5 Questions with Lindsey Mendick

“It is political to talk about being a woman who is unashamedly insatiable.” Lindsey Mendick’s work is a riotous exploration of femininity, taste and identity.

Clever Girl, Lindsey Mendick

Graduating with an MA from the Royal College of Art in London this Summer, Mendick left the school with an outstanding installation. Oozing with ceramic profiteroles and prawns, swimming with Matisse-esque brush strokes and watched over by busts that wrapped and stretched their metres-long purple satin arms around the space, the piece was at once enticing, overwhelming and comforting.

The installation Clever Girl that you created for the RCA MA show had a huge presence. Can you tell me a bit about the work?

I think of Clever Girl as a sister exhibition to the installation I created whilst on exchange at the University of Texas, She’s Really Nice When You Get to Know Her. I felt a great deal of loneliness in America, and the works I created in the States became surreptitious offerings of friendship, willing those around me to warm to me and to comprehend how desperately I was trying to assimilate.

Returning to the Royal College, I wanted to create an installation that revelled in the criticisms that I had been given about my work: too loud, too colourful, too feminine, too British. Clever Girl became an exploration of paradoxes: celebrating gluttony and admitting body issues, being simultaneously proud and scared to be female, understanding that home can be tempestuous and frightening but still the place where you belong.

I can’t stop thinking about that blue cheese wall! Food features heavily in your work, why is this?

Foodstuffs are an excellent vessel for exploring all aspects of culture, high and low, due to their inherent and essential involvement in all our lives. More importantly, many of us have very complicated and painful relationships with food and thus, our identity. The pieces I create are always offerings, morsels to share and invitations to the viewer to interact and share.

I was brought up in a household where my father constantly monitored my sister’s, mother’s and my own weight. If I ate too much or took a second helping, he would humiliate me, so it became something I did in private, I wouldn’t eat in front of men.

It is political to talk about being a woman who is unashamedly insatiable. Although it can be painful and embarrassing, I utilize foodstuff in order to talk about weightier issues such as loneliness, female oppression and sexual desire.

You work a lot with installation, creating whole sickly-sweet environments. What is it that makes installation so irresistible to you?

I often think of my installations as sets, domestic rooms in which to tell a particular story or address a particular theme. The ceramics are usually my protagonists, the walls my backdrops, the furniture and plinths a way to encourage the audience to navigate the space and forge a dialogue with the work.

Creating work is such a privilege, I have a deep anxiety of disappointing the viewer. After being incapacitated by depression, I truly feel that time is precious and if a viewer is giving you theirs, then put on a fucking good show.

Your painting alludes to Impressionist and Post-Impressionist painters like Monet and Matisse, artists whose work is seen as “serious” painting. Why make these references?
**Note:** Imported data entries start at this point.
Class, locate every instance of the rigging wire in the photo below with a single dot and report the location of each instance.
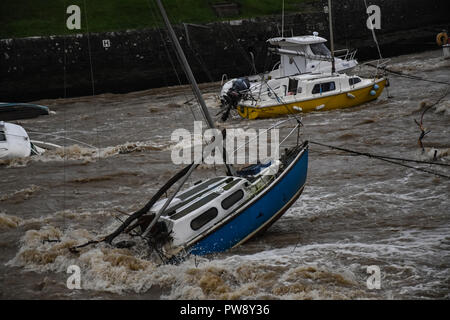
(392, 160)
(408, 76)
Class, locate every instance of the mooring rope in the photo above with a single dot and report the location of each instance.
(390, 159)
(408, 76)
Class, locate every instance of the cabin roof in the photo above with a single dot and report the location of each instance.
(302, 40)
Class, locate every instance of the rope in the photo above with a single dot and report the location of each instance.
(390, 159)
(408, 76)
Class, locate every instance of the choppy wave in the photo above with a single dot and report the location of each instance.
(85, 154)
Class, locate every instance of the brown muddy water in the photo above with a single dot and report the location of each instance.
(355, 212)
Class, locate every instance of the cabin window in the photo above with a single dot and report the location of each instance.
(293, 84)
(324, 87)
(228, 202)
(320, 49)
(204, 218)
(353, 81)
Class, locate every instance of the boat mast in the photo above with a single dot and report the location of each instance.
(330, 19)
(195, 88)
(186, 67)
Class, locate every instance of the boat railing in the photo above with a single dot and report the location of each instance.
(276, 125)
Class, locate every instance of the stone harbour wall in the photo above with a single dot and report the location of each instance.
(64, 66)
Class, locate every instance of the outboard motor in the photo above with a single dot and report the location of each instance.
(235, 93)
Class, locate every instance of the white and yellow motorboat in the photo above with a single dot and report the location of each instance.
(310, 92)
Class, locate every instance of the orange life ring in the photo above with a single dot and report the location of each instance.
(441, 38)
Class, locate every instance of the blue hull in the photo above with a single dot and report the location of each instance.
(260, 213)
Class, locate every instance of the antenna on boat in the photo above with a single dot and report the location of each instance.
(330, 19)
(191, 77)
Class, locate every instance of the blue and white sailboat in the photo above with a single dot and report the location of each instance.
(222, 212)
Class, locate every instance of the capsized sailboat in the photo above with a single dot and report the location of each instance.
(221, 212)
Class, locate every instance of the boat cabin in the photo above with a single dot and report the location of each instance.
(306, 54)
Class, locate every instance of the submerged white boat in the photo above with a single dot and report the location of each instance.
(298, 55)
(15, 143)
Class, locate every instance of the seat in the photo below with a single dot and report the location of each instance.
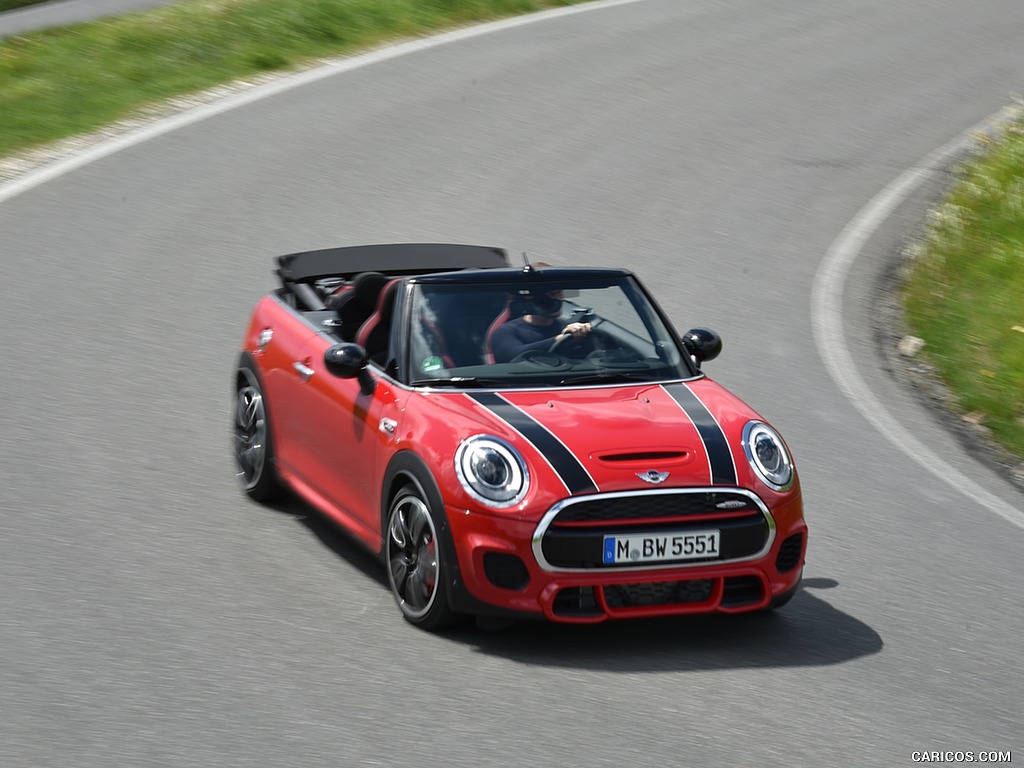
(355, 306)
(373, 334)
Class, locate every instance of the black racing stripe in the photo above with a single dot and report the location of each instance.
(561, 459)
(723, 471)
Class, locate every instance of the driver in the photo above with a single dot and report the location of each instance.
(537, 330)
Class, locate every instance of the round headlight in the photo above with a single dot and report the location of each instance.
(492, 471)
(767, 455)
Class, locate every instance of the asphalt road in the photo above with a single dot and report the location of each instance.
(152, 616)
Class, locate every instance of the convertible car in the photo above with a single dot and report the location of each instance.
(519, 441)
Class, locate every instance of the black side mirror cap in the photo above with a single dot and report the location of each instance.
(349, 361)
(702, 344)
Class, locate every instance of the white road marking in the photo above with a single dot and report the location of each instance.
(826, 318)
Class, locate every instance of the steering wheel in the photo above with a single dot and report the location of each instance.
(563, 337)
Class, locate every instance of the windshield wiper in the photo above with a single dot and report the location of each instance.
(458, 381)
(604, 378)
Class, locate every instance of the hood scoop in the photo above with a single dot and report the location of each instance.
(645, 458)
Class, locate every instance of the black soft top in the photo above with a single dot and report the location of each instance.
(393, 259)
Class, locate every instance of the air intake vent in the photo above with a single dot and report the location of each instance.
(645, 457)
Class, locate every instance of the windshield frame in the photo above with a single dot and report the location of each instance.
(673, 361)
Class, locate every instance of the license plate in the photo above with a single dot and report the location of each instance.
(637, 548)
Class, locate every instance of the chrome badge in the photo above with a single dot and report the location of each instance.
(731, 504)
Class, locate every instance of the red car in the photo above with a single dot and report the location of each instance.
(525, 441)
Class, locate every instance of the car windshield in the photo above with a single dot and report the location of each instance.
(541, 333)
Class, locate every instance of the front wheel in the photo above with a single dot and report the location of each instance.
(253, 449)
(416, 566)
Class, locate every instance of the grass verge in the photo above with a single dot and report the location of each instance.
(965, 296)
(58, 83)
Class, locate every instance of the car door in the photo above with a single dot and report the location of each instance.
(346, 431)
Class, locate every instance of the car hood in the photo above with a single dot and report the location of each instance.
(602, 439)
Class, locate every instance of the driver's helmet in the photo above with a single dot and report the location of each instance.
(548, 303)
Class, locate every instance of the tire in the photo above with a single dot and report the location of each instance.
(253, 445)
(417, 570)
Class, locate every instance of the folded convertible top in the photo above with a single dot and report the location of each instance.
(392, 258)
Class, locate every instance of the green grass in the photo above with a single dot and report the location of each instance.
(58, 83)
(966, 295)
(11, 4)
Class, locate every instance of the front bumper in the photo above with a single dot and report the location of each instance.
(503, 567)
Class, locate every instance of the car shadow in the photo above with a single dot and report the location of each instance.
(808, 632)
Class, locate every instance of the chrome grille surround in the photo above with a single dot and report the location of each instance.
(551, 515)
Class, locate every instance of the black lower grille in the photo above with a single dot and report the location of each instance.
(788, 553)
(657, 593)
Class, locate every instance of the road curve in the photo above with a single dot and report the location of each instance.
(151, 616)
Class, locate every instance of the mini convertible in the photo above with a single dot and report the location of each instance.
(596, 473)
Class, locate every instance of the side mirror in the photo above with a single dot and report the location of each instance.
(702, 344)
(349, 361)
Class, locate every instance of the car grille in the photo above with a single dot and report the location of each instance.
(574, 537)
(657, 593)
When first studying art, our homework was always to copy masterpieces, art created by men. I agonized over Monet’s lilies, Botticelli’s Venus, Picasso’s crying woman and, of course, Van Gogh’s sunflowers, greedily absorbing and reproducing each mark by them, my success only being validated by how proficiently I could duplicate a man’s art.

When I started at the Royal College, I visited the Courtauld and became enamoured by the work of the Wild Beasts. I started painting large-scale banners with Raoul Dufy’s flowers and Matisse’s interiors at the forefront of my mind. I wanted to show my appreciation of these greats and hark back to this peculiar and archaic way of studying art.

The reaction to the banners was hilarious. I was told by lots of men that they couldn’t relate to the work’s camp subject matter of flowers and interiors, or were put off by my gregarious and sickly sweet colour palette. Yet at this time, Painting the Modern Garden: Monet to Matisse at the Royal Academy was the most popular show of the year. I literally had to battle sandal-wearing old men to get a peek at a Cezanne.

I realized then that citing these “serious” male painters meant that I could have the freedom to paint whatever I wanted without the fear of being dismissed or, if I was, I could take ownership of this dismissal.

Discussion around feminism has come back into the mainstream massively in the last few years. How do you want your work to fit into this? Do you want your art to be seen as feminist art?

In 2017 I collaborated with numerous incredible female artists to curate two exhibitions that explore the position of the female artist in the present political climate: Sell Yourself and Herland. As I utilize ceramics, textiles and pastel coloured paint, my work will be deemed feminine, but in using these I am able to erupt these clichés and reauthorize the connotations of the word. I want to challenge viewers to consider that desire, ambition, anger and greed can be womanly attributes.

Do I want my work to be seen as feminist art? Of course, I do. Feminist isn’t a filthy word. A feminist believes that women should be socially, politically and economically equal to men. If my practice promotes that successfully in any way, then I would relish the label of being a feminist artist.